When efficiency isn’t efficient

I’m always surprised when a healthy business announces mass redundancies.

According to my friends in banking, this is because I’m naïve.

‘The best time to make cuts is when you’re doing well’, they say. ‘It reassures the city that your growth will be sustained, because you’re operating efficiently.’

And, if you judge a business purely in spreadsheet terms, I can see why this would make sense.

The problem is that it doesn’t work like this in real life.

On a spreadsheet, taking 10,000 salaries out of your business is efficient, because it reduces your cost base without reducing your revenue.

Whereas, in real life, taking 10,000 people out of your business means the people who are left feel demotivated, because they know they’re going to have to do more work.

It means all the effort you put into building your ‘employer brand’ will be undermined, because the people who work for you no longer trust you.

And it means the experience your customers have is likely to feel less good, which means they’re less likely to come back, which means your revenue will go down.

In 2008, American academics Charlie Trevor and Anthony Nyberg carried out a massive global study into the effects of downsizing. They found that, on average, a 1% reduction in workforce had the following effects on the employees left behind:

  • 31% increase in people choosing to leave
  • 41% reduction in job satisfaction
  • 36% reduction in commitment

In other words, any cost saving from the downsizing is massively outweighed by the loss of skills, goodwill and productivity that result from it.

The only businesses where it worked were the ones that managed the downsizing in a way that preserved the trust of their employees. By acting fairly, by communicating openly, and by showing them why it was the right thing to do.

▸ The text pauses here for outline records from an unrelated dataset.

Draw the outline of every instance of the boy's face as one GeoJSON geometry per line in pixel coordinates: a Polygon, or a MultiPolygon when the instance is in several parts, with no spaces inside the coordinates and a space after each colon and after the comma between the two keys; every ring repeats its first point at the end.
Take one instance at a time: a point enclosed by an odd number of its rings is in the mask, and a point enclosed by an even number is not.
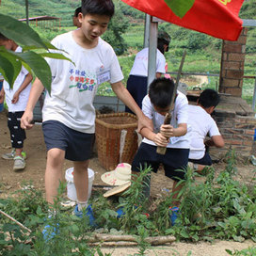
{"type": "Polygon", "coordinates": [[[166,116],[167,113],[168,113],[170,110],[170,105],[164,107],[164,108],[153,105],[153,108],[154,108],[155,112],[157,112],[158,114],[160,114],[162,116],[166,116]]]}
{"type": "Polygon", "coordinates": [[[78,17],[72,16],[72,24],[76,27],[81,27],[81,24],[79,23],[78,17]]]}
{"type": "Polygon", "coordinates": [[[0,40],[0,46],[4,46],[7,50],[11,50],[12,40],[0,40]]]}
{"type": "Polygon", "coordinates": [[[86,40],[88,42],[98,41],[101,35],[104,33],[107,28],[110,17],[98,14],[87,14],[83,16],[79,13],[78,20],[82,24],[82,29],[86,40]]]}

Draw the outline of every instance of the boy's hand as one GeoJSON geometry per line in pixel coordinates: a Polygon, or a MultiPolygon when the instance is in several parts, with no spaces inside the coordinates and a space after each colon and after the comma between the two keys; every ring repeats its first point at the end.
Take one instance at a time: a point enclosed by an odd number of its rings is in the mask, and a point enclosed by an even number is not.
{"type": "Polygon", "coordinates": [[[5,100],[5,91],[4,89],[0,90],[0,104],[3,104],[5,100]]]}
{"type": "Polygon", "coordinates": [[[12,97],[11,103],[12,104],[17,104],[19,101],[20,93],[16,91],[12,97]]]}
{"type": "Polygon", "coordinates": [[[160,127],[160,133],[168,138],[170,136],[174,136],[174,128],[170,124],[162,124],[160,127]]]}
{"type": "Polygon", "coordinates": [[[22,119],[21,119],[21,127],[24,130],[29,130],[33,127],[33,112],[24,111],[22,119]]]}
{"type": "Polygon", "coordinates": [[[156,146],[167,147],[168,143],[168,138],[167,138],[161,133],[158,133],[155,135],[153,142],[156,144],[156,146]]]}
{"type": "Polygon", "coordinates": [[[145,115],[142,115],[140,118],[138,118],[137,121],[137,132],[140,133],[141,129],[147,127],[151,131],[153,131],[153,125],[152,120],[150,120],[145,115]]]}

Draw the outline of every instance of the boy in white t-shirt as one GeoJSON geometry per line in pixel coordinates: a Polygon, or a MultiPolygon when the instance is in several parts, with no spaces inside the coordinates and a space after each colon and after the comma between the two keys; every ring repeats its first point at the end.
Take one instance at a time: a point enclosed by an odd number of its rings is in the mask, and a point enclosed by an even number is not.
{"type": "MultiPolygon", "coordinates": [[[[168,51],[169,42],[169,35],[165,31],[159,31],[157,36],[155,78],[159,78],[166,73],[167,62],[164,55],[168,51]]],[[[127,89],[140,108],[142,108],[142,100],[148,93],[148,65],[149,48],[146,47],[136,54],[127,80],[127,89]]],[[[133,113],[127,106],[125,112],[133,113]]]]}
{"type": "Polygon", "coordinates": [[[197,105],[188,105],[188,124],[191,126],[189,166],[200,172],[206,166],[212,165],[212,159],[205,146],[224,147],[224,140],[216,121],[211,117],[219,103],[219,95],[214,90],[203,90],[197,105]],[[209,135],[210,139],[205,140],[209,135]]]}
{"type": "Polygon", "coordinates": [[[142,101],[143,113],[152,120],[153,131],[147,127],[141,130],[144,136],[132,164],[133,172],[151,166],[157,172],[163,164],[165,175],[173,180],[171,221],[175,222],[179,210],[179,191],[183,184],[180,180],[185,179],[185,171],[189,153],[189,135],[187,133],[188,102],[183,93],[177,91],[174,109],[171,111],[169,124],[163,124],[165,116],[170,111],[170,101],[174,89],[174,82],[168,78],[154,79],[150,85],[149,94],[142,101]],[[157,153],[157,146],[167,147],[164,155],[157,153]]]}
{"type": "MultiPolygon", "coordinates": [[[[13,40],[8,40],[0,34],[0,45],[15,53],[21,53],[22,48],[13,40]]],[[[29,92],[31,89],[31,81],[33,76],[22,66],[22,70],[14,81],[13,88],[5,80],[0,93],[0,104],[6,96],[6,103],[8,108],[8,126],[10,134],[11,152],[2,154],[4,159],[13,159],[13,169],[21,170],[25,168],[26,154],[23,151],[25,132],[21,128],[21,118],[25,110],[29,92]]]]}
{"type": "MultiPolygon", "coordinates": [[[[88,205],[88,167],[95,133],[93,99],[98,86],[110,81],[113,91],[136,114],[139,131],[151,125],[121,83],[123,75],[113,48],[100,38],[113,14],[112,0],[82,0],[82,12],[78,14],[80,29],[59,35],[52,41],[57,49],[65,51],[64,55],[75,66],[67,60],[47,59],[53,78],[51,95],[46,94],[42,109],[47,148],[46,200],[53,204],[57,195],[64,158],[72,161],[77,216],[87,209],[91,216],[88,205]]],[[[42,90],[43,85],[36,79],[21,120],[24,129],[33,126],[33,108],[42,90]]]]}

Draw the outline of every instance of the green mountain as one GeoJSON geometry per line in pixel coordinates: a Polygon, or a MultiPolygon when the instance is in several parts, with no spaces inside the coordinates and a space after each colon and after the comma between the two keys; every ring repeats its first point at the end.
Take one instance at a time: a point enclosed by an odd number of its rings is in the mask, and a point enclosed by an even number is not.
{"type": "MultiPolygon", "coordinates": [[[[0,12],[13,16],[16,19],[25,18],[24,0],[2,0],[0,12]]],[[[120,2],[120,8],[124,15],[134,19],[143,18],[144,14],[122,3],[120,0],[114,0],[115,3],[120,2]]],[[[61,18],[62,26],[72,25],[72,15],[73,10],[81,5],[81,0],[28,0],[29,17],[36,16],[54,16],[61,18]]],[[[240,15],[243,19],[256,19],[256,1],[245,0],[240,15]]]]}
{"type": "MultiPolygon", "coordinates": [[[[25,18],[24,0],[2,0],[0,12],[16,19],[25,18]]],[[[28,0],[29,17],[53,16],[61,18],[62,26],[72,24],[72,15],[81,0],[28,0]]]]}

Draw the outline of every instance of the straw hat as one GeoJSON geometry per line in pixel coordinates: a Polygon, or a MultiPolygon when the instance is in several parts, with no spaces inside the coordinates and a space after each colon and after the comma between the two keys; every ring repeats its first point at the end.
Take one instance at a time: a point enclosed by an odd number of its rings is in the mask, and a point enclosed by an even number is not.
{"type": "Polygon", "coordinates": [[[131,181],[131,165],[127,163],[119,164],[114,170],[104,173],[101,179],[110,185],[121,185],[131,181]]]}
{"type": "Polygon", "coordinates": [[[104,194],[104,198],[108,198],[108,197],[111,197],[111,196],[120,194],[120,193],[123,192],[124,190],[126,190],[130,185],[131,185],[131,182],[127,182],[127,183],[124,184],[116,186],[116,187],[114,187],[114,188],[112,188],[112,189],[106,191],[106,192],[104,194]]]}

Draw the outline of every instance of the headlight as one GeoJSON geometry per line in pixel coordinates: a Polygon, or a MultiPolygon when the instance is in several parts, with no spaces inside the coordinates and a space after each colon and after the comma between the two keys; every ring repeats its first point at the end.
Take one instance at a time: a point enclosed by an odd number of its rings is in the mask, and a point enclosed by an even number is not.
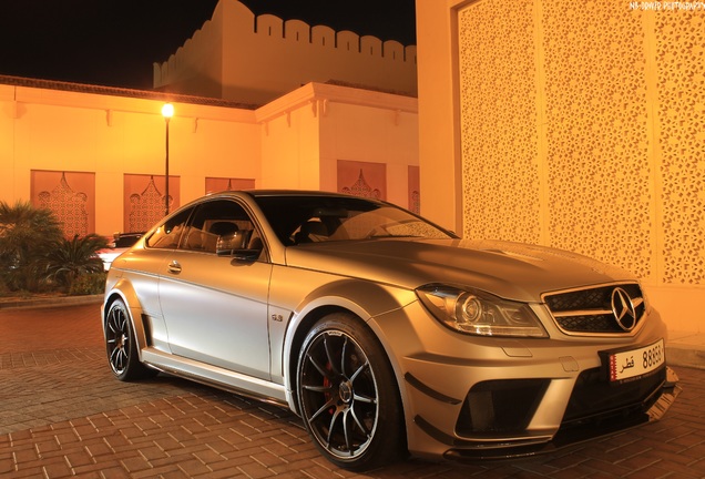
{"type": "Polygon", "coordinates": [[[478,336],[548,337],[525,303],[446,285],[422,286],[416,293],[438,320],[457,332],[478,336]]]}

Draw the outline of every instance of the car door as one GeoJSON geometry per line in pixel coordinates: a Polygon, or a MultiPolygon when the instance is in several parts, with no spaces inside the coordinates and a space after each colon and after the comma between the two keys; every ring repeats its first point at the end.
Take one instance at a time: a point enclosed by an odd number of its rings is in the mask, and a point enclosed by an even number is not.
{"type": "Polygon", "coordinates": [[[165,257],[159,295],[173,354],[269,379],[272,265],[264,251],[256,259],[232,254],[253,237],[258,232],[238,203],[203,203],[165,257]]]}

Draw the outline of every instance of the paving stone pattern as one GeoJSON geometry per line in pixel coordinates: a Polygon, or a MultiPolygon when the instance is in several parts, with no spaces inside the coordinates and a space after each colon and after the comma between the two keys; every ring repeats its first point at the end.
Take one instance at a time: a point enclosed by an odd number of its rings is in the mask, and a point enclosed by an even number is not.
{"type": "Polygon", "coordinates": [[[0,310],[2,478],[705,478],[705,370],[675,368],[666,417],[529,459],[410,459],[367,475],[323,459],[278,407],[160,375],[113,379],[93,305],[0,310]]]}

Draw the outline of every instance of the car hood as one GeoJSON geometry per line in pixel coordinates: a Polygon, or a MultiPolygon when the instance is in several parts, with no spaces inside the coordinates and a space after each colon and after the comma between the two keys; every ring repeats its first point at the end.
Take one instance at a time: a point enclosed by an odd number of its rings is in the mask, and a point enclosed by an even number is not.
{"type": "Polygon", "coordinates": [[[409,289],[443,283],[539,302],[558,289],[635,281],[620,268],[562,249],[498,241],[384,238],[287,248],[288,266],[409,289]]]}

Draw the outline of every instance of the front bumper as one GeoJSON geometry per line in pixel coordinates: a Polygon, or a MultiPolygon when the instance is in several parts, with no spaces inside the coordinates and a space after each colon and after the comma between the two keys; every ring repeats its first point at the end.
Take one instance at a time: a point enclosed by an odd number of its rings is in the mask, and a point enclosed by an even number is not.
{"type": "MultiPolygon", "coordinates": [[[[661,377],[661,375],[658,375],[661,377]]],[[[665,379],[658,381],[653,390],[650,390],[643,400],[625,402],[620,407],[607,408],[594,414],[579,416],[562,421],[558,432],[552,437],[531,437],[521,435],[511,438],[504,436],[488,437],[487,441],[462,440],[436,436],[448,446],[443,457],[449,460],[468,461],[480,459],[508,459],[550,452],[566,446],[575,445],[597,437],[610,436],[625,429],[637,427],[646,422],[658,420],[671,407],[681,391],[677,386],[677,376],[668,367],[663,370],[665,379]]],[[[417,418],[419,427],[427,434],[433,434],[430,425],[423,424],[417,418]]]]}
{"type": "Polygon", "coordinates": [[[551,451],[658,419],[680,393],[665,365],[616,385],[601,361],[602,350],[665,337],[657,313],[634,337],[535,340],[463,337],[420,319],[423,314],[409,305],[377,323],[387,326],[381,337],[392,338],[386,346],[400,358],[395,368],[416,456],[478,460],[551,451]]]}

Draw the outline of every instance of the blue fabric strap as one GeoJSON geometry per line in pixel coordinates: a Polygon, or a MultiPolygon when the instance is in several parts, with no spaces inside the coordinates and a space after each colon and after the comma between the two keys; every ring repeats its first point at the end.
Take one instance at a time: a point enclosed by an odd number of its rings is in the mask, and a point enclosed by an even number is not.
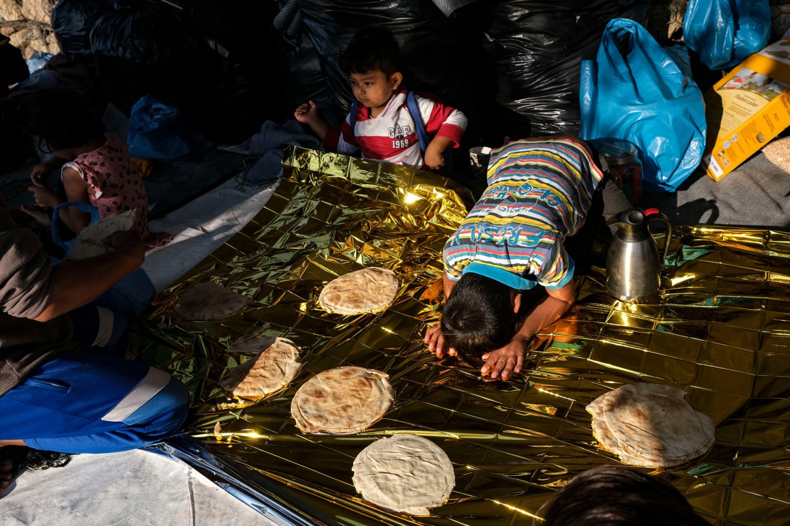
{"type": "Polygon", "coordinates": [[[74,244],[74,240],[71,241],[63,241],[60,239],[60,233],[58,231],[58,218],[60,217],[60,209],[65,206],[73,206],[77,211],[83,213],[88,213],[91,215],[91,222],[89,224],[93,224],[94,223],[98,223],[101,219],[101,216],[99,215],[99,209],[93,206],[92,205],[88,205],[88,203],[81,203],[77,201],[70,201],[67,203],[61,203],[52,212],[52,241],[54,241],[58,246],[66,250],[66,255],[69,254],[69,250],[71,250],[71,246],[74,244]]]}
{"type": "Polygon", "coordinates": [[[417,133],[417,139],[419,141],[419,149],[425,155],[425,150],[428,148],[428,134],[425,131],[425,124],[423,122],[423,117],[419,115],[419,107],[417,106],[417,100],[414,98],[414,92],[409,92],[406,95],[406,106],[408,107],[408,112],[412,114],[412,120],[414,121],[414,131],[417,133]]]}

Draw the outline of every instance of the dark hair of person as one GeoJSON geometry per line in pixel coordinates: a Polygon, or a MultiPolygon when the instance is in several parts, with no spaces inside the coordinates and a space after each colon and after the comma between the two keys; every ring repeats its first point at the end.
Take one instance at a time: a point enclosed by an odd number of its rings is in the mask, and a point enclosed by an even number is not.
{"type": "Polygon", "coordinates": [[[538,514],[536,526],[709,526],[675,488],[616,466],[577,475],[538,514]]]}
{"type": "Polygon", "coordinates": [[[346,74],[378,70],[387,78],[402,67],[397,40],[382,26],[369,26],[356,32],[340,62],[346,74]]]}
{"type": "Polygon", "coordinates": [[[512,291],[480,274],[461,276],[442,313],[446,347],[481,356],[508,344],[516,335],[518,319],[512,291]]]}
{"type": "Polygon", "coordinates": [[[47,153],[104,137],[101,118],[81,100],[58,89],[39,89],[25,96],[21,117],[23,133],[47,153]]]}

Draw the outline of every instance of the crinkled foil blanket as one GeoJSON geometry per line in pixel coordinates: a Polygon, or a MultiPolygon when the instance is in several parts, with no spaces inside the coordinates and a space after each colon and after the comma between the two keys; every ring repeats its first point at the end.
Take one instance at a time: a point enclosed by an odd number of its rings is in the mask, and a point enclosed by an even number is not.
{"type": "Polygon", "coordinates": [[[717,426],[709,455],[655,476],[712,524],[790,522],[790,235],[677,228],[657,304],[611,299],[593,268],[578,278],[569,314],[532,341],[524,374],[491,381],[480,362],[438,359],[422,343],[438,320],[442,248],[471,205],[468,192],[438,175],[312,150],[289,149],[284,164],[265,208],[160,295],[130,347],[190,387],[187,433],[250,487],[273,483],[280,502],[315,523],[529,524],[575,474],[619,464],[592,438],[585,407],[645,381],[684,389],[717,426]],[[401,280],[388,310],[319,309],[328,281],[371,265],[401,280]],[[179,295],[209,280],[252,301],[220,321],[181,320],[179,295]],[[268,399],[231,400],[217,380],[253,353],[225,349],[259,335],[293,340],[303,370],[268,399]],[[302,434],[289,410],[296,389],[344,365],[387,372],[393,409],[356,435],[302,434]],[[455,467],[450,502],[430,517],[382,511],[352,484],[356,454],[404,432],[434,441],[455,467]]]}

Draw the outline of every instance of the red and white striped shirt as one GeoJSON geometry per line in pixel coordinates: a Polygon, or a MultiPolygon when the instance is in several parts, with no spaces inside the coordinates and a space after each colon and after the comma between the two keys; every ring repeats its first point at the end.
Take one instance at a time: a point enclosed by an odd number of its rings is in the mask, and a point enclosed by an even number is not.
{"type": "MultiPolygon", "coordinates": [[[[408,93],[405,88],[393,93],[377,117],[371,117],[371,108],[359,104],[356,115],[349,113],[340,130],[329,129],[324,146],[347,155],[361,150],[365,159],[382,163],[424,167],[414,119],[406,103],[408,93]]],[[[429,138],[446,137],[455,142],[453,148],[457,148],[466,128],[466,115],[427,96],[415,94],[414,98],[429,138]]]]}

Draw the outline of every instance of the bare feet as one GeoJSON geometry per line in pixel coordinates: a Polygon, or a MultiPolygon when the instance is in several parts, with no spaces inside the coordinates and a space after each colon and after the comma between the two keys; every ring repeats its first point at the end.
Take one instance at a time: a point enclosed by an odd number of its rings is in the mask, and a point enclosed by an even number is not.
{"type": "Polygon", "coordinates": [[[44,227],[50,226],[50,224],[51,223],[47,212],[37,206],[33,206],[32,205],[22,205],[22,211],[28,216],[32,216],[36,222],[44,227]]]}
{"type": "Polygon", "coordinates": [[[9,458],[0,460],[0,497],[13,479],[13,460],[9,458]]]}

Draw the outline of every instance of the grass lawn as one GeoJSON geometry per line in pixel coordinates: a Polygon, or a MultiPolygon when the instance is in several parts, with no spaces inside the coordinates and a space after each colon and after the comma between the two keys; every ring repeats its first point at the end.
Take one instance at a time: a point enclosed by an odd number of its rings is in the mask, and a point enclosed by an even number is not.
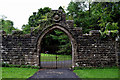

In other words, by behaving like human beings.

There’s no function for this on a spreadsheet. But it’s the only way you’ll grow your business sustainably in the long term.

This blog has been adapted from a chapter in Matt’s new book; tribe: 66 ideas for building a winning culture. The book explores the characteristics that contribute to a winning workplace culture. He’s also written inside: the 10 communication secrets that will transform your business.

If you’d like a free copy of either book, pop in to The Forge (we might even make you a coffee…)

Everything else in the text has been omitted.